On 2018-10-12 03:16, Toke Høiland-Jørgensen wrote:
> 
> - Just loop with the smaller quantum until one of the stations go into
>   the positive (what we do now).
> 
> - Go through all active stations, find the one that is closest being in
>   the positive, and add that amount to the quantum. I.e., something
>   like (assuming no station has positive deficit; if one does, you 
> don't
>   want to add anything anyway):
> 
>   to_add = -(max(stn.deficit) for stn in active stations)
>   for stn in active stations:
>     stn.deficit += to_add + stn.weight
> 
Toke,

Sorry for the delayed response. I did lot of experiments. Below are my 
observations.
Sorry for lengthy reply.

In current model, next_txq() is main routine that serves DRR and 
fairness is
enforced by serving only only first txq. Here the first node could be 
either
newly initiated traffic or returned node by return_txq(). This works 
perfectly
as long as the driver is running any RR algo.

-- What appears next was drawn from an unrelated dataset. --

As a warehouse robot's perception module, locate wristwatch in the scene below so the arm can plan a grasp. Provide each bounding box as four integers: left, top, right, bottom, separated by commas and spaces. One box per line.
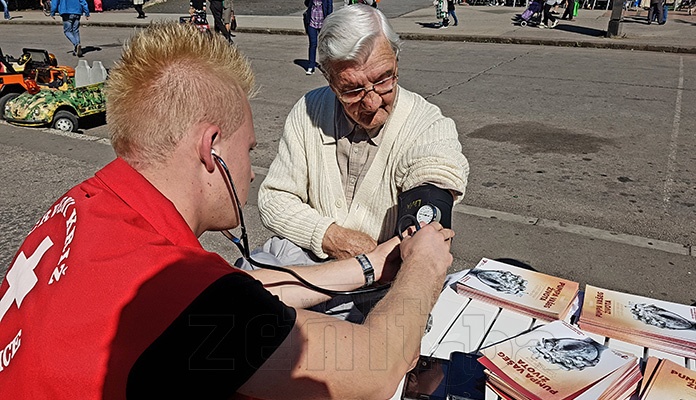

Whereas in ath10k, firmware runs its own RR in pull mode and builds txq 
list
based on driver's hostq table. In this case it can not be simply assumed 
that
firmware always gives fetch request for first node of mac80211's txq 
list.
i.e both RR algo could be out of sync.

Two major differences b/w ath9k and ath10k

1) Serving txqs
The ath9k always serves txq by next_txq and so that the txqs_list is 
rotated to serve
other txq. But in ath10k (pull-mode), first node becomes sticky one 
until it is
picked by firmware via fetch indication and it becomes negative deficit.
The sequence is followed in wake_tx_queue

    - dequeue first node
    - push is not allowed
    - enqueue same txq back to head

2) Refill rate of deficit.

The ath9k refills deficit mostly in hot path by next_txq() in tx & isr 
routine.
In case of ath10k, due to above problem, deficits wont be filled in hot 
path.
Either it should be filled in fetch_ind itself or by scheduling another 
task.
Both the approaches are slower compared to hot path when the driver is 
bursting
aggregation. On an idle condition a single fetch indication can dequeue 
~190 msdus
from each tid of give stn list. This drains the deficit quickly and 
becomes too low.
To speed up this, either refill the station by multiples of stn airtime 
weight or
allows the txqs_list rotation. So that next_txq will be used for 
refilling deficit.

Attaching return_txq() change that helps to get rid of quantum multiple.

-Rajkumar